Manila, Phillippines

I was walking along the coast of Manila when I came upon the local marina. Half of it was filled with small yachts and the other half was littered with old wooden fishing boats. That one image, in my mind, summed up Manila.

The rich and poor, divided.

I was walking along the coast of Manila when I came upon the local marina. Half of it was filled with small yachts and the other half was littered with old wooden fishing boats. That one image, in my mind, summed up Manila.

I had wanted to explore Philippines in more detail but Super Typhoon Haiyan messed up my plans. No Coron (no diving in beautiful waters), no Bohol (no Tarsier monkeys), no Donsol (no swimming with the whale sharks).

My hostel was located in Makati district. It was clean and A/C-ed but like most hostels, the quality of your stay will be dependent on your roommates. One night, I was trying to sleep when 2 guys busted in with their bags, turning on the lights and chatting away. With them came a smell (that I would later figure out to be body odor) that was so foul it wouldn’t go away, even after they took a shower. It was not easy trying to get back to sleep as these guys had no consideration whatsoever for their roommates.

The next morning, I found a group of about 12 black people downstairs, eating breakfast. They spoke English but with very unique accents. I usually have a good ear for accents and having travelled extensively, I can sometimes pinpoint an area of the continent (and maybe even the country) where someone’s from but their accent was absolutely foreign to me. I asked the front-desk who these people were and where they’d come from. They were from Papua New Guinea, visiting Manila for a Christian convention. Of course, I applied and got a room transfer. I just couldn’t take that B.O. for another night.

On the streets of Manila, the first thing that really stood out were the vibrantly-decorated Jeepneys that zoom past you, honking its way down the streets, picking up passengers at every other intersection. These Jeepneys were leftover by American army after their time spent in the Philippines in WW2. The key to utilizing a Jeepney as public transport is to know what part of Manila you’re going, then look for the signs that are painted on the Jeepney’s sides. They tend to make quick stops so be ready. The “conductor” and driver won’t take the time to stop long enough to answer any of your questions about its route. Unless you’re a beautiful woman who speaks Tagalog. (Because every man will stop long enough to answer questions asked by beautiful women. It’s universal.) BTW, although English is a main language, I rarely heard it being spoken on the streets; most people revert to their native Tagalog.

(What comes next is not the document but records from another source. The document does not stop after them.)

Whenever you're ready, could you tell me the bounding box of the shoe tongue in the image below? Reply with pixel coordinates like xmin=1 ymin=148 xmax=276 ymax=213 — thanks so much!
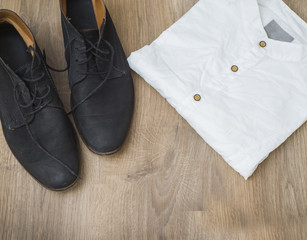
xmin=80 ymin=29 xmax=99 ymax=43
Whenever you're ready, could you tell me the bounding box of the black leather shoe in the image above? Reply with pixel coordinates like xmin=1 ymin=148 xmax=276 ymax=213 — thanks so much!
xmin=0 ymin=10 xmax=79 ymax=190
xmin=60 ymin=0 xmax=134 ymax=155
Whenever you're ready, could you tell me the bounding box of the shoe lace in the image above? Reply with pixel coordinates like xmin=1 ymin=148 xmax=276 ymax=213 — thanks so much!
xmin=14 ymin=46 xmax=51 ymax=116
xmin=68 ymin=39 xmax=114 ymax=114
xmin=14 ymin=46 xmax=82 ymax=180
xmin=43 ymin=38 xmax=116 ymax=115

It is very cramped inside the Jeepney. I hand my fare to the person next to me and they pass it down the aisle all the way to the conductor, sitting in the front with the driver. (Sometimes, the driver is the conductor. Talk about multitasking.) If there is change to be made, the conductor will pass it back down the aisle until it reaches your hands. The driver, I believe, will make it as a pro driver because he is very good at weaving in and out of heavy traffic at high speeds.

Jeepney. Destinations are painted on the sides.
Riding inside a Jeepney.

There is a variety of food in the Philippines but most of them are variations of foods I’ve had in Southeast Asia. But the one food I had to go seek out was “balut”, or aged duck embryos. It is a popular snack among the Filipinos (and I later learned, in other parts of Southeast Asia, including Vietnam and Cambodia, each with their own aging techniques which control the developmental completeness of embryos. Scientific-sounding enough?). “Balut” can be terrifying, especially with first-time consumers. Most people first eat visually. When they see a half-developed baby duck, what would they think?

I went to the local night-market to find this nasty-sounding snack. There were several stands which had plenty of them and plenty of people eating them. Some became amused when I started to ask about it and how to eat it. A foreigner trying “balut”? That, they had to see. I was taken through the process of removing the shell, exposing the embryo, and was then advised to sprinkle some salt and add a dash of vinegar to it. I then thought “Here goes nothing” and took a bite. It tasted a lot like… egg. What a surprise (not). Even the embryo portion merely tasted like hard-boiled yolk. It wasn’t that bad. I ate about 2-3 and called it a night. I could see the Filipinos around me were happy that I had passed the test. I was now one of them. (OK, that’s not true.)

Balut stall.

Could I have done more in Manila? Sure, it’s a massive city. Do I like Manila? Not really, it’s a massive city. I will make it back one day though, for a visit to El Nido and Coron, as well as visit Bohol for those darn adorable looking Tarsier monkeys.